There was a light showing under the hut’s closed door; it looked as if Sister Tiphaine were back. Opening the door, Helewise stepped into the warm, scented air of the little room and immediately Sister Tiphaine bent in a low reverence.
‘My lady Abbess, I would have come to find you straight away following my return,’ she said after the customary exchange of greetings, ‘but I saw Sir Josse approaching your room and deemed it best not to see you when he was in your presence.’
‘Quite right, Sister.’ Trying to keep the eagerness out of her voice, she said, ‘Now, what news?’
Sister Tiphaine’s very expression seemed to speak of her failure; straight away she said, ‘It’s no good, I’m afraid, my lady; she won’t agree to it.’
Oh, dear God, no!
But it was not the role of abbesses to appear before their nuns distraught and hopeless; rallying, Helewise s
aid, ‘I see. Now, Sister, will you please tell me the full story?’
‘She’s back,’ Tiphaine said shortly. ‘Joanna, I mean. She’s been away learning skills from the Great Ones of her people and now she’s formidable.’
A shiver went down Helewise’s back. ‘You mean – is she dangerous?’
Sister Tiphaine gave a brief snort that could have been laughter. ‘I’m sure she could be, my lady, but that was not what I meant. She’s been in training as a healer.’
‘A healer.’ Helewise stored that away for future thought. ‘And there is a child, isn’t there?’
Tiphaine gave her a thoughtful look. ‘You already knew that, my lady, did you not?’
Yes, was the truthful answer. But Helewise said somewhat stiffly, ‘It was but idle speculation.’
Tiphaine looked as if she was not fooled for a moment. But there was nothing but the usual respect in her tone when she spoke. ‘The child is a little girl, some sixteen months old. She is dark haired and has eyes that dance with light. She seems to have a sweet disposition and she is very pretty.’
‘She is the child of Sir Josse?’ Helewise just had to have it confirmed.

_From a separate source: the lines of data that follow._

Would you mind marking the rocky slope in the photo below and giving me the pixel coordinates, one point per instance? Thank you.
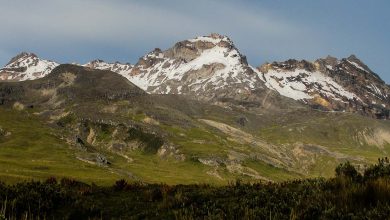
(211, 68)
(26, 66)
(330, 84)
(107, 124)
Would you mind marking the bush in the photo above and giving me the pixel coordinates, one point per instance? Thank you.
(347, 170)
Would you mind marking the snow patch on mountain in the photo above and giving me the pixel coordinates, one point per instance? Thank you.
(301, 84)
(26, 66)
(227, 70)
(122, 69)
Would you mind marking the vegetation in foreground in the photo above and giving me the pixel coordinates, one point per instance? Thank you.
(350, 195)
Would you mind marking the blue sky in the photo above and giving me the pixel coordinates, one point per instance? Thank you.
(79, 31)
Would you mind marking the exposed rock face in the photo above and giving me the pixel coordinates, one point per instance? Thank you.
(211, 68)
(26, 66)
(330, 84)
(207, 68)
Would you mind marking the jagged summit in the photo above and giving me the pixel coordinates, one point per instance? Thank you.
(212, 68)
(206, 67)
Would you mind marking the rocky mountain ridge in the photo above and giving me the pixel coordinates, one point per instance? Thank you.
(211, 68)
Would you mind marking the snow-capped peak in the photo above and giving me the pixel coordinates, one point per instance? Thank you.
(26, 66)
(203, 66)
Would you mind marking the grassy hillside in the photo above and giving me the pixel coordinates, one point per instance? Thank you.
(62, 126)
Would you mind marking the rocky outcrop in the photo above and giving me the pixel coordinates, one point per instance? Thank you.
(207, 68)
(330, 84)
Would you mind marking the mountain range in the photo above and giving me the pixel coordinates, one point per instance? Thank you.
(196, 112)
(212, 68)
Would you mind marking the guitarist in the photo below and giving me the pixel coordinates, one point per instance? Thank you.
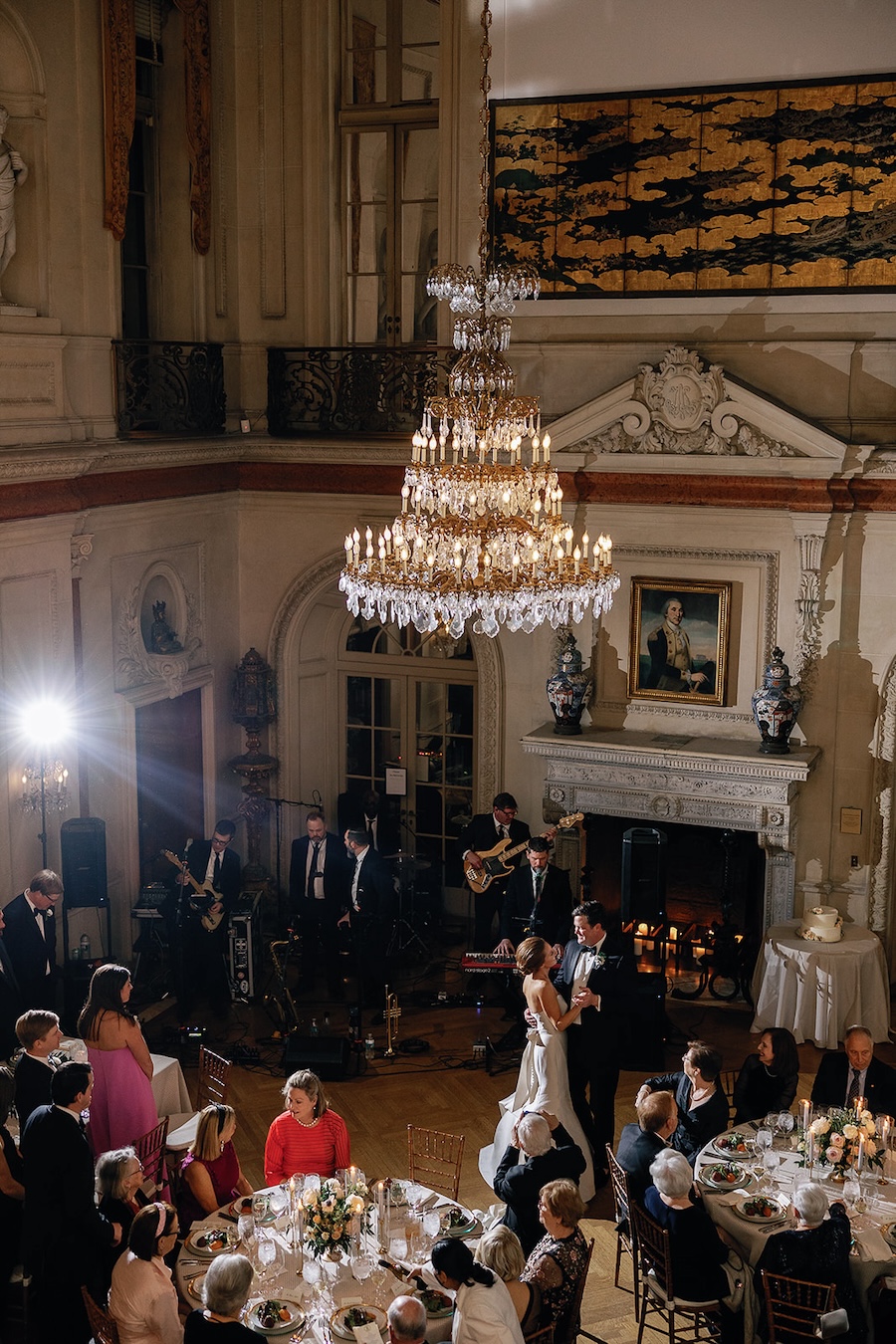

‘Aye, my lady.’ But you knew that too hung unspoken in the air.
‘She is— Does she resemble her father?’
‘Oh, aye. There would be no doubt in the mind of anyone who had seen both father and child that Meggie is his.’
‘Meggie,’ Helewise repeated softly. ‘A pretty name for a pretty child.’
‘Aye, my lady.’ The herbalist stood silent, eyes cast down, waiting for her Abbess to speak.
Which, eventually, she did. ‘Was any reason given for Joanna’s refusal to bring Meggie here to Hawkenlye?’
‘She fears the sickness, not for herself but for the little one. We suggested that she need bring the child no nearer than the forest fringe, where we could take water and the Eye to her, but Joanna’s real reason for staying well away from Hawkenlye is because of him.’
We, Helewise noted. Tiphaine had not been alone when she approached Joanna, then. Letting that pass, she said, ‘Because of Sir Josse, you mean.’ Yes, she could well understand why Joanna would not wish to open old wounds, either her own or Josse’s, and a part of her was dancing with delight at the young woman’s forbearance.